KUTACANE — Rangkaian Pasar Tani Aceh Road Show dan Festival Kakao di Aceh Tenggara membukukan transaksi hingga Rp121 juta hanya dalam sehari. Event yang berlangsung Minggu (9/8/2026) ini menjadi ajang bagi 23 pelaku UMKM untuk menjajakan produk unggulan mereka secara langsung kepada konsumen.
Kepala Dinas Pertanian dan Perkebunan Aceh, Azanuddin Kurnia, menyebut program ini dirancang untuk memangkas rantai distribusi yang selama ini membuat harga di tingkat petani rendah. Dengan bertemu langsung dengan pembeli, pendapatan petani diharapkan naik signifikan.
"Program ini bertujuan meningkatkan kesejahteraan petani, menjaga stabilitas harga pangan, serta mendorong pertumbuhan ekonomi petani dan UMKM lokal melalui promosi produk unggulan daerah," kata Azanuddin.
Kolaborasi dengan Bulog dan Sektor ESDM
Kegiatan ini tidak hanya menghadirkan produk pertanian segar. Pemerintah Aceh turut menggandeng mitra strategis, termasuk sektor ESDM yang memasok LPG 3 kilogram dan Perum Bulog yang menyediakan beras serta minyak goreng bagi masyarakat.
Sejak pertama kali digelar pada 2022, Pasar Tani Road Show telah menjangkau berbagai kabupaten/kota di Aceh. Hingga 2025, total akumulasi transaksi program ini mencapai Rp786,09 juta.
Lima Daerah Jadi Lokasi Pasar Tani 2026
Memasuki 2026, agenda ini dijadwalkan berputar di lima daerah. Selain Aceh Tenggara, Kota Lhokseumawe, Aceh Tengah, Aceh Barat, dan Bireuen juga masuk dalam daftar tuan rumah.
Azanuddin berharap perluasan jangkauan ini mampu membuka akses pasar yang lebih luas bagi produk pertanian lokal.
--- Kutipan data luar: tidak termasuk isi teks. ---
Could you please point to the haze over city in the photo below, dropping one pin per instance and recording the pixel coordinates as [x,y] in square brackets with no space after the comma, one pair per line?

Ia juga mengajak penyuluh pertanian dan pelaku UMKM untuk memperkuat kolaborasi dalam mempromosikan hasil bumi daerah.
Kakao Aceh Tenggara Masuk Top 50 Dunia
Bupati Aceh Tenggara, Salim Fakhry, menegaskan festival ini bukan sekadar seremonial. Ia ingin momentum tersebut dipakai untuk memperkenalkan potensi pertanian daerah sekaligus memperluas pasar bagi para petani.
Kakao menjadi perhatian utama dalam acara ini. Komoditas tersebut merupakan sumber penghidupan masyarakat dan dinilai punya peluang besar mendorong pertumbuhan ekonomi daerah.
"Pemerintah Kabupaten Aceh Tenggara terus memperkuat pengembangan kakao melalui pembangunan kebun induk dan kebun entres sebagai upaya menyediakan bahan tanam berkualitas bagi petani," ujarnya.
Pengakuan internasional pun telah diraih. Kakao asal Aceh Tenggara masuk dalam Top 50 Cacao of Excellence 2025, sebuah pencapaian yang menurut Salim harus dimanfaatkan untuk mendorong hilirisasi.
Target: Naik Kelas dari Biji Mentah ke Produk Olahan
Salim menegaskan kakao daerahnya tidak boleh selamanya dijual dalam bentuk biji mentah. Ia mendorong lahirnya produk olahan seperti cokelat batang, makanan, hingga minuman berbahan kakao yang mampu bersaing di pasar nasional dan internasional.
"Petani harus mendapatkan harga yang layak, produksi terus meningkat, kualitas semakin baik, pasar semakin luas, dan pada akhirnya kesejahteraan petani juga harus semakin meningkat," tutupnya.
Pemerintah kabupaten berkomitmen membangun ekosistem kakao dari hulu ke hilir. Mulai dari penyediaan bibit unggul, budidaya, pengolahan, pengemasan, pemasaran, hingga membuka jalur ekspor.